Todas las alarmas saltaron hace dos semanas en España, cuando por primera vez, un grupo de extrema derecha ganó escaños en el Parlamento de Andalucía. El partido Vox defiende posturas radicales, como deportar inmigrantes ilegales, cerrar mezquitas, derogar el aborto y la ley de violencia de género, o meter presos a todos los dirigentes independentistas catalanes. En suma, representa un retroceso hacia el franquismo, al que algunos de sus miembros ni siquiera consideran una dictadura.
En muchos países europeos, los partidos demócratas, incluso conservadores, han aislado a los ultras, negándose a pactar gobiernos con ellos para no normalizarlos dentro del arco político. En Andalucía, en cambio, los partidos de derecha han corrido a abrazar a los recién llegados, defendiendo con coraje su legitimidad e incluso ofreciéndoles asientos en el gobierno, asientos que Vox ni siquiera ha pedido.
Más aún, asustados por la nueva competencia, los partidos tradicionales tratan de imitar el discurso nacionalpopulista. Por ejemplo, el secretario general del Partido Popular dedicó un sonoro discurso a defender la caza, las corridas de toros y la Navidad. “Y al que no le guste, que se aguante”, remachó entre aplausos. Quizá sus próximos pasos sean hacer obligatorios los turrones y crear el día nacional de la tortilla de papa, medidas que, al parecer, considera de primera necesidad.
Quizá cabía esperar esta tendencia de la derecha a mimetizarse con su versión más extrema, a la que mira como una facción exaltada pero bien intencionada, un grupo de cachorros a los que hay que recuperar para que cuiden del rebaño. Más difícil, sin embargo, era prever que los enemigos de Vox, precisamente quienes lo acusan de antidemocrático e inconstitucional, terminarían por parecerse tanto a su bestia negra.
Y es que, nada más conocerse los resultados electorales andaluces, la izquierda de Podemos convocó a manifestaciones antifascistas. La calle se agitó al grito de “¡No pasarán!”. Es verdad que Vox resulta muy alarmante. Pero tampoco suena muy democrático protestar contra el resultado de unos comicios.

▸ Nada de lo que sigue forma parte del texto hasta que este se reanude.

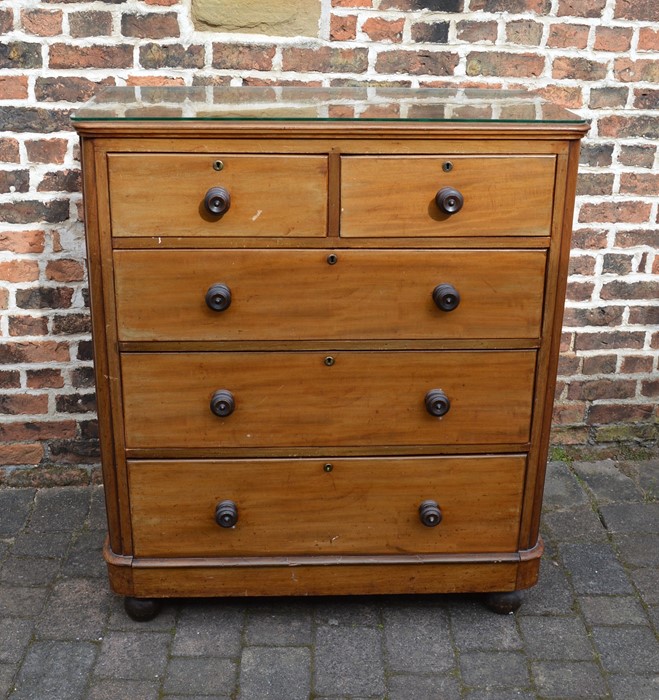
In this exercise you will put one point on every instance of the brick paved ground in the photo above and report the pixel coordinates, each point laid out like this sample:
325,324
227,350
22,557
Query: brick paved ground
588,630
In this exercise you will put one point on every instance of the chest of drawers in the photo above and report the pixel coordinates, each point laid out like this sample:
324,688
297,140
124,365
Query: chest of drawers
326,328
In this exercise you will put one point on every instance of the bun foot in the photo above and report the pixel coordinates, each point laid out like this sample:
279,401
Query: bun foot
141,609
504,603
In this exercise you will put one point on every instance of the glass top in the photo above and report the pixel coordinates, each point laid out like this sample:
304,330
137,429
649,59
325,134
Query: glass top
207,103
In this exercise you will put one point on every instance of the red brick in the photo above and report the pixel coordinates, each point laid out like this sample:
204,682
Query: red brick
65,270
581,8
648,39
47,378
629,71
599,364
19,270
41,351
378,29
568,36
602,414
9,152
46,430
16,404
98,56
46,150
578,68
601,389
42,22
639,183
635,364
13,87
242,57
326,59
643,10
472,32
21,453
613,39
511,65
615,212
343,27
603,340
152,25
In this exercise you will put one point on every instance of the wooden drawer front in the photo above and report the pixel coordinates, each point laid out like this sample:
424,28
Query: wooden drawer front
271,195
395,195
363,506
297,295
295,399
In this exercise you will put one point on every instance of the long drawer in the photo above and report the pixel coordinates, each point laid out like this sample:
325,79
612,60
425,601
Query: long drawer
295,399
328,506
395,196
316,294
269,195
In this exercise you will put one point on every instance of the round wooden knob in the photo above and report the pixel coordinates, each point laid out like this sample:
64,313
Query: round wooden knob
226,514
430,513
446,296
437,403
217,201
218,297
222,403
449,200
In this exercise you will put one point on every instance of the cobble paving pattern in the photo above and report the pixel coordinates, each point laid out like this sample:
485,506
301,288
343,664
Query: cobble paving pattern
587,630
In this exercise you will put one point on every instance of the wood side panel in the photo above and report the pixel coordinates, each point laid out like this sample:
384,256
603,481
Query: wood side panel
293,506
163,195
297,295
295,399
392,196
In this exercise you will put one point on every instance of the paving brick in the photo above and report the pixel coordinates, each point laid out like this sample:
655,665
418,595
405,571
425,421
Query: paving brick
474,630
15,505
632,517
133,655
612,610
209,630
21,601
15,635
55,670
76,610
568,679
417,639
575,525
349,660
117,690
274,673
556,638
417,687
595,569
627,649
58,509
202,676
561,488
490,669
279,622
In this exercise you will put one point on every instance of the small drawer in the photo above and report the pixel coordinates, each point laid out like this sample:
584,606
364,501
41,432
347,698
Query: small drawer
314,399
328,506
314,294
172,195
399,196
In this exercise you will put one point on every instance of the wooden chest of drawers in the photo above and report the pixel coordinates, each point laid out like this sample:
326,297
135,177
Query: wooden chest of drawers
325,343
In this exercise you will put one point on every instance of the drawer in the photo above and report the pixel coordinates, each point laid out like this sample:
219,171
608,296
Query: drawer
314,399
396,195
270,195
361,506
297,295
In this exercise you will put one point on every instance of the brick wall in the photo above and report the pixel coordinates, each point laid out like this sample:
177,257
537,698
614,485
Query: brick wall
598,57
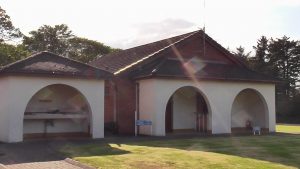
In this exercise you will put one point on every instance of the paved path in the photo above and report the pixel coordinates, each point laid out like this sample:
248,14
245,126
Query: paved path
44,165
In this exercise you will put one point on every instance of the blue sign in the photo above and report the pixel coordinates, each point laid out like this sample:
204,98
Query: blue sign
143,122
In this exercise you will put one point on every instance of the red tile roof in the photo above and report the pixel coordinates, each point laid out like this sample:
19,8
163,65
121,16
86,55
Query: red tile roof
119,61
47,63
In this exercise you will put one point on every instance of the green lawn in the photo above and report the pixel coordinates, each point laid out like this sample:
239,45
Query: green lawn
288,128
269,151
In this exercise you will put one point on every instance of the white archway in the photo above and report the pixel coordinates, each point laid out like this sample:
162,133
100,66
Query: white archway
249,109
188,110
57,109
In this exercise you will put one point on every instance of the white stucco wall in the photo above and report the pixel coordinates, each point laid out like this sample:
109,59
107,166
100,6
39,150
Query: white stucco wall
60,126
184,108
219,95
57,97
16,92
248,106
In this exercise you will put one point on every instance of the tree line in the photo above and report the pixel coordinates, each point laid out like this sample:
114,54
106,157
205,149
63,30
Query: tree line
278,58
58,39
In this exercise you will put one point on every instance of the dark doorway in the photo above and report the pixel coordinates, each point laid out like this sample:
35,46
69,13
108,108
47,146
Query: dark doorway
186,111
169,112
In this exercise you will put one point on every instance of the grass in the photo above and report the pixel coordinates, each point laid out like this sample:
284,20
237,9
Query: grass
288,128
269,151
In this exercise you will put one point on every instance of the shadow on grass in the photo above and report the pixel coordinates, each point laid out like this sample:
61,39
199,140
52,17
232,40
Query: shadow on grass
92,150
278,148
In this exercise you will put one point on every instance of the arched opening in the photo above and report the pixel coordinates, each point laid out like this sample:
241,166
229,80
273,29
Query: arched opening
187,111
57,110
249,110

Más rabia aún ha tenido la respuesta independentista. A estas alturas, es difícil decidir si los nacionalistas catalanes se sienten furiosos o eufóricos. El presidente de la Generalitat, máxima autoridad de la región, se convirtió en un agitador callejero y apoyó cortes de carreteras y actos violentos contra manifestaciones proespañolas. Por si fuera poco, se opuso a que la policía detuviese los disturbios. En su declaración más beligerante, azuzó a los catalanes a imitar a Eslovenia, cuya independencia costó una guerra de diez días, más de setenta muertos y centenares de heridos.
Hoy en día, en España, piquetes de todas las ideologías revientan actos de campaña política, presentaciones de libros y hasta espectáculos cómicos porque no comulgan con sus ideas. Los llamados a la violencia insurgente o represiva se consideran normales, incluso necesarios.
Parece mentira que estemos hablando de una de las mayores economías del mundo, con niveles de libertad e igualdad que aún resultan admirables para la mayoría de ciudadanos del mundo. Los inmigrantes africanos que pierden la vida en el Mediterráneo tratando de llegar a España deberían recordarnos nuestros privilegios a quienes vivimos aquí. En vez de eso, son utilizados para añadir leña al fuego político.
España no está ni de lejos tan mal como para justificar la violencia. Sí lo estará si no es capaz de consensuar soluciones a sus problemas comunes. Pero eso a casi ningún político parece importarle. La mayoría de líderes atizan el fuego, creyendo cada uno que al final ganará la pelea, cuando lo único seguro es que todos la perderemos juntos.